Now we need the order of $7$ modulo $9$, the smallest $s$ such that $7^s \equiv 1 \bmod 9$. This is easy to find by examination: $7^2 \equiv 4 \bmod 9$ and so $7^3 \equiv 28 \equiv 1 \bmod 9$.

So $4444^{4444} \equiv 7^{4444} \equiv 7 \cdot (7^3)^{1481} \equiv 7 \ \bmod 9$, and the same equivalence is true for $B,C$ and $D$.

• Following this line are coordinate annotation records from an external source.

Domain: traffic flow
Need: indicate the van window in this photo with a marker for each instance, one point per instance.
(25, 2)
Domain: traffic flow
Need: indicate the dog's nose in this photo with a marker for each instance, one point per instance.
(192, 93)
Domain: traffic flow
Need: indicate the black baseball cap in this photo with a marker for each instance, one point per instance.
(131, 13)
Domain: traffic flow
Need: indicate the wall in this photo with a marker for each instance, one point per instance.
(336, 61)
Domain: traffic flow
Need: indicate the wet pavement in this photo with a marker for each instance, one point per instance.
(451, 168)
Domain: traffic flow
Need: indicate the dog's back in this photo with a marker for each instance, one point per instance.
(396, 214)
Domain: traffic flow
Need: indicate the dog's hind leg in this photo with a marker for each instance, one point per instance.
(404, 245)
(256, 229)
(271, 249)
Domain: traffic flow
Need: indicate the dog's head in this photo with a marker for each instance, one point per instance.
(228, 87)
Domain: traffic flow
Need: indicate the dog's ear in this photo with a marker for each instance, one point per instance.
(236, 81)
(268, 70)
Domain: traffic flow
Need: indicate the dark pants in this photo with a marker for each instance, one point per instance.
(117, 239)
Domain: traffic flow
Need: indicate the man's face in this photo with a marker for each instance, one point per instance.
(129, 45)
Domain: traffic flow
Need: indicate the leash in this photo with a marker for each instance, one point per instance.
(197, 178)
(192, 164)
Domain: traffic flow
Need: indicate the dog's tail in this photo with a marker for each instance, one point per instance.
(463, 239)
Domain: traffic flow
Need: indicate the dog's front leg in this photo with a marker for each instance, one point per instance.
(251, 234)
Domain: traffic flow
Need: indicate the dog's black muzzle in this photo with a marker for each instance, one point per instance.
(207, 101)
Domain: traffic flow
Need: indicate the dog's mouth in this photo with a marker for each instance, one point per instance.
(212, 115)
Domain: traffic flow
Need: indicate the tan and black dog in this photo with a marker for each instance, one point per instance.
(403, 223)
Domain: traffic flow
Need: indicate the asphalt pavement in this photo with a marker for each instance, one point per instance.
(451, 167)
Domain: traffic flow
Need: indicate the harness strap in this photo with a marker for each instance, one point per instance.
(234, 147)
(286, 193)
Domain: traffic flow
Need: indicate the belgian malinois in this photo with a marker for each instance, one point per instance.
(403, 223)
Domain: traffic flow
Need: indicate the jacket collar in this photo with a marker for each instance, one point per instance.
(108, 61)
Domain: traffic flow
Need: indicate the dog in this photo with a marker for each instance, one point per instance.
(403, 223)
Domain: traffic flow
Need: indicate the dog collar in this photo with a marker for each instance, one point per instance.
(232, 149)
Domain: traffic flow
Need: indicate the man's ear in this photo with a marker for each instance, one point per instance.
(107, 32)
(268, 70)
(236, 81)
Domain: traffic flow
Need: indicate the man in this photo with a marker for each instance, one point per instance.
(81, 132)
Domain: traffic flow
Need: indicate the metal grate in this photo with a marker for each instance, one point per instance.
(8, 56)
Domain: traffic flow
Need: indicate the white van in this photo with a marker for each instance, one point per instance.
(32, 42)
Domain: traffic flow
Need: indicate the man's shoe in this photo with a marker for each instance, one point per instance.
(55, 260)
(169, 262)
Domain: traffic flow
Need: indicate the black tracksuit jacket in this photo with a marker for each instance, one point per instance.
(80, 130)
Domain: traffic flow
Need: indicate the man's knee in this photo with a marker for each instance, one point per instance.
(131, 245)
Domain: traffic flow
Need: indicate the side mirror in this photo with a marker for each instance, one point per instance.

Now roughly how big is $A$? Since $\log_{10}4444 \approx 3.64777$, we know that $\log_{10}A \approx 16210.7$, that is $A$ has $16211$ digits. This gives us that $B \le 16211\times 9 = 145899$. So if $B>100000$, the first two digits sum to no more than $5$, which means that $C \le 45$ (that maximum being when $B=99999$).

Finally we can use our knowledge that $C \equiv 7 \bmod 9$ and observe that $C$ must be one of the values $\{7,16,25,34,43\}$ and thus that $S(C) = \fbox{D = 7}$.


Additional thoughts:

We get exactly the same answer, $D=7$, for $A=55555^{55555}$ . Impressively, a slight variation on the same process also works to get $D=9$ for the case $A=999999999^{999999999}$ (nine nines).